Chris Barsanti of PopMatters noted that "Jyn's backstory also helps answer a question that's plagued fans ever since 1977: why did the Empire spend all that time and all those resources building a moon-sized space station only to leave one rather glaring and easily exploited vulnerability?"

===Animated series===
====Forces of Destiny====
Jyn is also featured in Star Wars Forces of Destiny, an animated web series focusing on the franchise's heroines including Princess Leia and Ahsoka Tano. In the episode "The Stranger", Jyn witnesses a little girl's cat being confiscated by stormtroopers. Jyn intervenes, snatching the pet and leading the pursuing stormtroopers to fall into a drain, and then returns the cat to the girl. Jyn reappears in the series in the episode, "Accidental Allies," where she encounters Sabine Wren from Star Wars Rebels. During the episode, Jyn picks up a holo-map stolen by Sabine that contains crucial intelligence, but is forced to flee when stormtroopers mistake Jyn as the actual thief. When Sabine realizes she has lost the map, she helps Jyn evade the stormtroopers and shares her own experience of working alone to persuade Jyn to give her the map. After some reflection, Jyn agrees and the women part ways. Jyn reappears once more in the episode "Jyn's Trade", where she helps a young thief learn a valuable life lesson. She was voiced by Felicity Jones in the first season and Helen Sadler in the second season.

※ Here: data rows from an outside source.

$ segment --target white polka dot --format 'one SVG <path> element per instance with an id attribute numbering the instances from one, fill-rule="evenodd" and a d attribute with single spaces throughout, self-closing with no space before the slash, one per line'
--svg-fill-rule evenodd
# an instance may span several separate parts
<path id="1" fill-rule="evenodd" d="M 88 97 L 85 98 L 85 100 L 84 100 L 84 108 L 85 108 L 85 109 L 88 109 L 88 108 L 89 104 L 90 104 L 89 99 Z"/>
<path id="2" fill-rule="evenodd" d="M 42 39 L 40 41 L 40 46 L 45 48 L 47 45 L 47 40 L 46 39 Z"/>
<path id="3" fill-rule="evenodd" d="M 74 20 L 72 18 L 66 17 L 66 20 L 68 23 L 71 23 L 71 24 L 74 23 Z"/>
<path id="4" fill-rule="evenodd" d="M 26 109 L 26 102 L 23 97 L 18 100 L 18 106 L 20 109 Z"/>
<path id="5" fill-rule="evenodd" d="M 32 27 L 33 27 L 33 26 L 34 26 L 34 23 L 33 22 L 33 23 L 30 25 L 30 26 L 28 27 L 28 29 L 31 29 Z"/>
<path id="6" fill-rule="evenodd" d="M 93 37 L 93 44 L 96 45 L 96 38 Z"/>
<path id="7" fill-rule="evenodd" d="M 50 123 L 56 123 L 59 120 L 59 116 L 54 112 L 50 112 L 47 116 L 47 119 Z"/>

===Related works and merchandising===
Jyn is a playable character in the 2015 action shooter video game Star Wars Battlefront, as part of the 2016 downloadable content (DLC) Rogue One: Scarif expansion pack. She is voiced by Helen Sadler. Jyn also appears as a character in the strategy video game Star Wars: Force Arena.

==Reception==
A. O. Scott of The New York Times wrote, "Felicity Jones is a fine addition to the Star Wars tradition of tough-minded, quick-thinking heroines." Peter Bradshaw of The Guardian noted that "Jones is in the tousled-yet-game tradition of Star Wars female leads, like Carrie Fisher or Daisy Ridley: well-born but determined, with a sense of purpose befitting an heiress, if not a princess." Peter Travers of Rolling Stone called Jones "smashing" and her Jyn "a female warrior to rank with the great ones", and Justin Chang of the Los Angeles Times praised Jones for her "sympathetic ferocity" in the role. IndieWire's David Ehrlich compared Jyn to Rey (Ridley) from The Force Awakens, and described her as "indistinguishable from the bland and plucky heroine of Episode VII save for her privileged disillusionment".

Chris Nashawaty of Entertainment Weekly called Jyn "the kind role model any moviegoing parent would want to expose their daughters (and sons) to", adding that "Jones plays her with a fiery warmth that turns her into more than just a pawn piece going through the larger storytelling paces. She makes her human." Ann Hornaday of The Washington Post wrote that "Jones presents a convincing, if monotonously self-serious, heroine", noting the actress' physical resemblance to Ridley and speculating that their characters could be related. The Hollywood Reporters Graeme McMillan criticized the character for her passive role in the film's plot, calling her "a void where the movie's heart should live". McMillan speculated that the character was a possible "casualty" of Rogue Ones reshoots.